Ela desviou o olhar por um instante, como se contemplasse um futuro distante. "Eu não sei. Talvez eu vá para a Europa, me dedicar à arte. Talvez eu fique aqui, ao seu lado. Mas uma coisa é certa: não voltarei para a sombra da Calábria."
Suas palavras carregavam um peso de verdade que me tocou. Havia uma vulnerabilidade por trás da sua força, uma ânsia por liberdade.
"Você tem certeza de que quer se casar comigo?", perguntei, a pergunta mais direta e honesta que eu poderia fazer.
Ela me olhou nos olhos, sua expressão séria. "Eu não quero me casar com ninguém. Mas entre me tornar um fantoche dos Bellini e me aliar a um homem que parece ter a força e a inteligência para desafiá-los… eu escolho a segunda opção. E se isso significar me casar com você, então eu o farei. Mas com os meus termos."

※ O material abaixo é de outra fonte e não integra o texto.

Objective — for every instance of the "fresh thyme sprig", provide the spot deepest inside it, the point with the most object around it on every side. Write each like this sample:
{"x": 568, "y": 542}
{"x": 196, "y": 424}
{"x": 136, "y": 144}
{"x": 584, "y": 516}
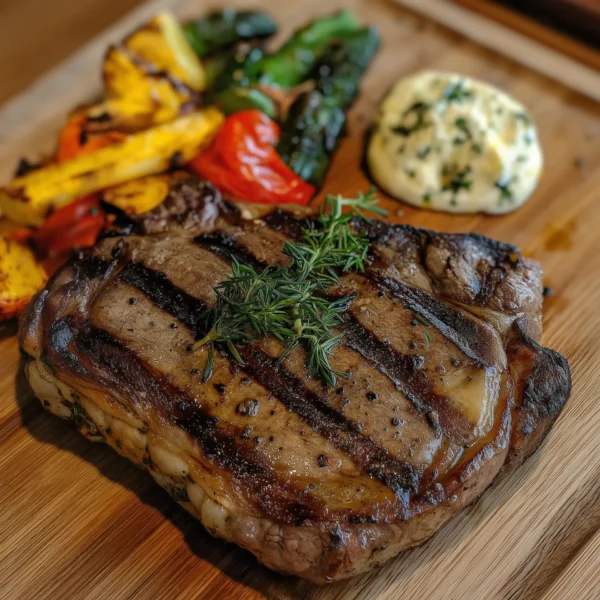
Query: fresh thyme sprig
{"x": 287, "y": 303}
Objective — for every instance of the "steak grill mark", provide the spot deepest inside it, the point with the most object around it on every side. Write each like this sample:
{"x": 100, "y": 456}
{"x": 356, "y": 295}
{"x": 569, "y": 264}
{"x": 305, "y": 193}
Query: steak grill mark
{"x": 401, "y": 369}
{"x": 343, "y": 433}
{"x": 112, "y": 363}
{"x": 452, "y": 324}
{"x": 405, "y": 373}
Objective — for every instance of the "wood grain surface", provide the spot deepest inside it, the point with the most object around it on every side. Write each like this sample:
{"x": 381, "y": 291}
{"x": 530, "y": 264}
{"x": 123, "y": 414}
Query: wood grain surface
{"x": 77, "y": 521}
{"x": 36, "y": 34}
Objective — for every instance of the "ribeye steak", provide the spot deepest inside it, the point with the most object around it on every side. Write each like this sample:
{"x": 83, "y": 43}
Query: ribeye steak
{"x": 448, "y": 389}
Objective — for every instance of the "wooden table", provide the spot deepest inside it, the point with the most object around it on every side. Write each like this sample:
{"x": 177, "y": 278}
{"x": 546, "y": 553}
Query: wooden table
{"x": 77, "y": 521}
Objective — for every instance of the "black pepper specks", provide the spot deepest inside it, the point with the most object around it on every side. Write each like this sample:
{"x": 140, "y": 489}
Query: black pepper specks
{"x": 248, "y": 408}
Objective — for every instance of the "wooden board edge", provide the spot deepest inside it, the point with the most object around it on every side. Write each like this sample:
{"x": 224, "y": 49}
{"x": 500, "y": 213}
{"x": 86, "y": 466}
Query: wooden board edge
{"x": 512, "y": 44}
{"x": 531, "y": 28}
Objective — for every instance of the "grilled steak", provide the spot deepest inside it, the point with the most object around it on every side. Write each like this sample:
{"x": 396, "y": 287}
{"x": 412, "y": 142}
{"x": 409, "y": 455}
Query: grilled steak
{"x": 448, "y": 387}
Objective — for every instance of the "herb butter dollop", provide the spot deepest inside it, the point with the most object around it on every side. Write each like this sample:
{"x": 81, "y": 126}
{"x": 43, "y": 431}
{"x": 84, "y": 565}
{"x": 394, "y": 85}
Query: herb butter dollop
{"x": 448, "y": 142}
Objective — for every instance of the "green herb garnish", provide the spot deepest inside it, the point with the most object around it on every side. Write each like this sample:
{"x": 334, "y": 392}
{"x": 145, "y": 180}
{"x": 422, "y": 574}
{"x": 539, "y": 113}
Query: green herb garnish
{"x": 456, "y": 92}
{"x": 506, "y": 194}
{"x": 423, "y": 152}
{"x": 456, "y": 179}
{"x": 463, "y": 127}
{"x": 288, "y": 303}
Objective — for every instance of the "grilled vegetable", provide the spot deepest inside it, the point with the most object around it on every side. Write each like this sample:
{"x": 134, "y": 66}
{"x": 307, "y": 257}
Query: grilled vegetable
{"x": 75, "y": 225}
{"x": 237, "y": 99}
{"x": 150, "y": 78}
{"x": 222, "y": 29}
{"x": 317, "y": 118}
{"x": 295, "y": 60}
{"x": 30, "y": 198}
{"x": 20, "y": 277}
{"x": 140, "y": 195}
{"x": 243, "y": 164}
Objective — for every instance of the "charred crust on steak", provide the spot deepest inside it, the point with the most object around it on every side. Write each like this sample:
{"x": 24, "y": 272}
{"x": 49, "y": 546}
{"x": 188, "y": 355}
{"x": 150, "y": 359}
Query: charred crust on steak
{"x": 369, "y": 485}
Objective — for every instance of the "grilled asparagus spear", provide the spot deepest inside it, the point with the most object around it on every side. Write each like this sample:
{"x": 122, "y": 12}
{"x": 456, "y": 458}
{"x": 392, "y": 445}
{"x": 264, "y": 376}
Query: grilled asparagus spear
{"x": 222, "y": 29}
{"x": 294, "y": 61}
{"x": 316, "y": 120}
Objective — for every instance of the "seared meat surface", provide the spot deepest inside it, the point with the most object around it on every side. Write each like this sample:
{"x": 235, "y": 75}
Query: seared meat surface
{"x": 448, "y": 386}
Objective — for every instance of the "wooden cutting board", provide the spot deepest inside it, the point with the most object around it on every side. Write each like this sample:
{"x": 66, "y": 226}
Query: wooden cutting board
{"x": 77, "y": 521}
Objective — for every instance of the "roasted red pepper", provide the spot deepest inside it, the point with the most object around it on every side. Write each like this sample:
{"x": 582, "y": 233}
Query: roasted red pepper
{"x": 78, "y": 224}
{"x": 74, "y": 141}
{"x": 242, "y": 162}
{"x": 74, "y": 226}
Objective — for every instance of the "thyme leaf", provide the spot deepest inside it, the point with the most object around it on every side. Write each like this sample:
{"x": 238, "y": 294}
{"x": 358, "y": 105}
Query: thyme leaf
{"x": 288, "y": 303}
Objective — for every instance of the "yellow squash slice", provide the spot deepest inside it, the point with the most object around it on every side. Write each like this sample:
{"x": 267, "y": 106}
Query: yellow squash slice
{"x": 29, "y": 199}
{"x": 139, "y": 196}
{"x": 150, "y": 78}
{"x": 20, "y": 277}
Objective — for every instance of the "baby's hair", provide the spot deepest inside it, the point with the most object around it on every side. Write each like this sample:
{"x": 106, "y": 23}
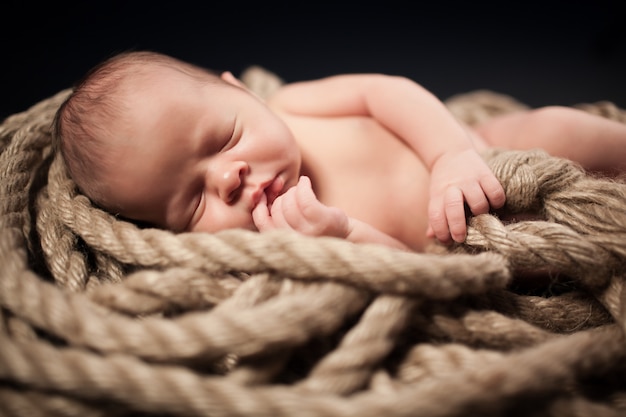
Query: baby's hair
{"x": 82, "y": 124}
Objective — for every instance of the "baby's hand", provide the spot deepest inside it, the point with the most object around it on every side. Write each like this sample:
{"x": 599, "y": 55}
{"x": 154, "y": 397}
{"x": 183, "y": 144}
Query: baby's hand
{"x": 300, "y": 210}
{"x": 458, "y": 178}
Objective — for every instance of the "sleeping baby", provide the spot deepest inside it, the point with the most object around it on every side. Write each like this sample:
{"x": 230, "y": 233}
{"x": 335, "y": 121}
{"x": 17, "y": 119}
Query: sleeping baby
{"x": 364, "y": 157}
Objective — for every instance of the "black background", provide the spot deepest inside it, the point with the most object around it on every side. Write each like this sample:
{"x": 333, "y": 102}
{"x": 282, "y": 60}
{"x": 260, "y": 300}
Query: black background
{"x": 541, "y": 52}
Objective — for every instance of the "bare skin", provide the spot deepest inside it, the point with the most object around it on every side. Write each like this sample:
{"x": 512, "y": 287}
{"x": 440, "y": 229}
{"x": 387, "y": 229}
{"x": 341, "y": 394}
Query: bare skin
{"x": 368, "y": 158}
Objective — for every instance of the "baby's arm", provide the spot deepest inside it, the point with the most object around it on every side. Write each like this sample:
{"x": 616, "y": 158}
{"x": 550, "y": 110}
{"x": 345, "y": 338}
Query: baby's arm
{"x": 458, "y": 174}
{"x": 300, "y": 210}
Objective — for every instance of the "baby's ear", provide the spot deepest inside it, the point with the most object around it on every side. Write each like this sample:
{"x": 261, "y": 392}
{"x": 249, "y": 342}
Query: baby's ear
{"x": 230, "y": 78}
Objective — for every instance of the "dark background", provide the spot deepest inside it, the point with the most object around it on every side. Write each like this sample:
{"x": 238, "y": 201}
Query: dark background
{"x": 540, "y": 52}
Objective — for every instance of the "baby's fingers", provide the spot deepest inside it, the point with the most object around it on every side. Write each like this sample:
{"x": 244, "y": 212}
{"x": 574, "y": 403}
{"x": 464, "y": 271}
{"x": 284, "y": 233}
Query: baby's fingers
{"x": 455, "y": 214}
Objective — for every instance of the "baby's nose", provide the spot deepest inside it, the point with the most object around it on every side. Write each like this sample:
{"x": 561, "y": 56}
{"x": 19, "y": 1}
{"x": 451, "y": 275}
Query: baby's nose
{"x": 231, "y": 181}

"Quais são os seus termos?", perguntei, a curiosidade aguçada.
"Respeito", ela disse, a voz firme. "Liberdade para tomar minhas próprias decisões dentro do nosso casamento. E a promessa de que você me protegerá. Não como um objeto, mas como uma parceira."
"É uma proposta ousada", admiti.
"A ousadia é necessária quando se enfrenta um inimigo implacável", ela respondeu.

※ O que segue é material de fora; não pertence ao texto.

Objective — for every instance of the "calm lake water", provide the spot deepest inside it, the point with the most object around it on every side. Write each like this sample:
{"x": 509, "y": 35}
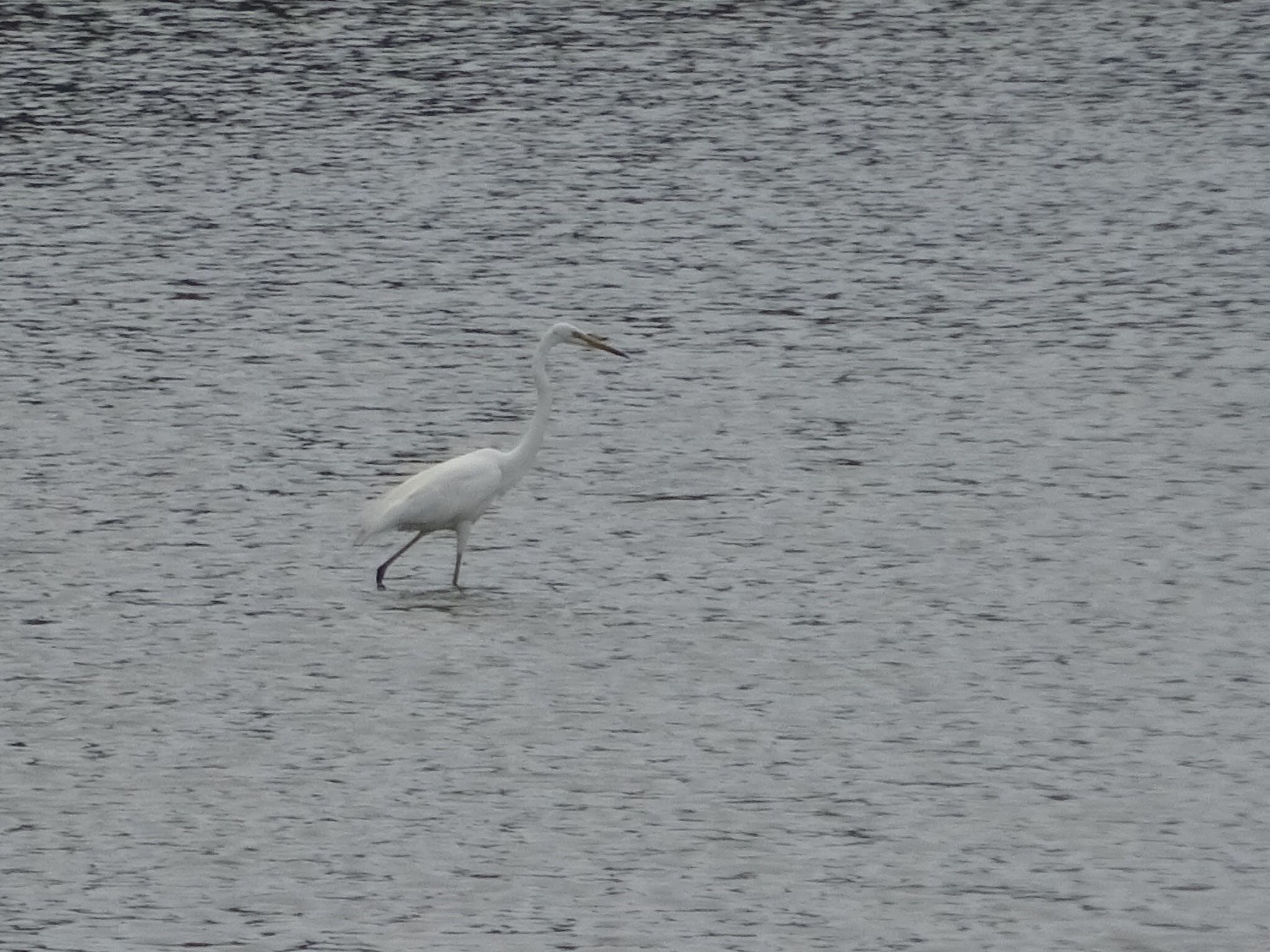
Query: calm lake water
{"x": 907, "y": 589}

Levantei-me, a pasta e o broche em minhas mãos. "Eu vou analisar essas informações. E entrarei em contato."
Ela assentiu, seus olhos verdes fixos nos meus. "Eu estarei esperando."
Saí do café, o ar da noite de São Paulo me envolvendo como um manto. A Avenida Paulista, antes apenas uma rua movimentada, agora parecia um palco para um jogo de poder e sedução. Isabella Rossi era uma força da natureza, uma mulher que, em vez de se curvar, decidia lutar. E eu, por mais que tentasse negar, estava fascinado por essa luta. O desejo de desvendá-la, de possuir não apenas sua aliança, mas talvez sua confiança, era avassalador. O jogo das sombras havia realmente começado, e eu estava jogando para vencer, com ou sem o consentimento do meu coração.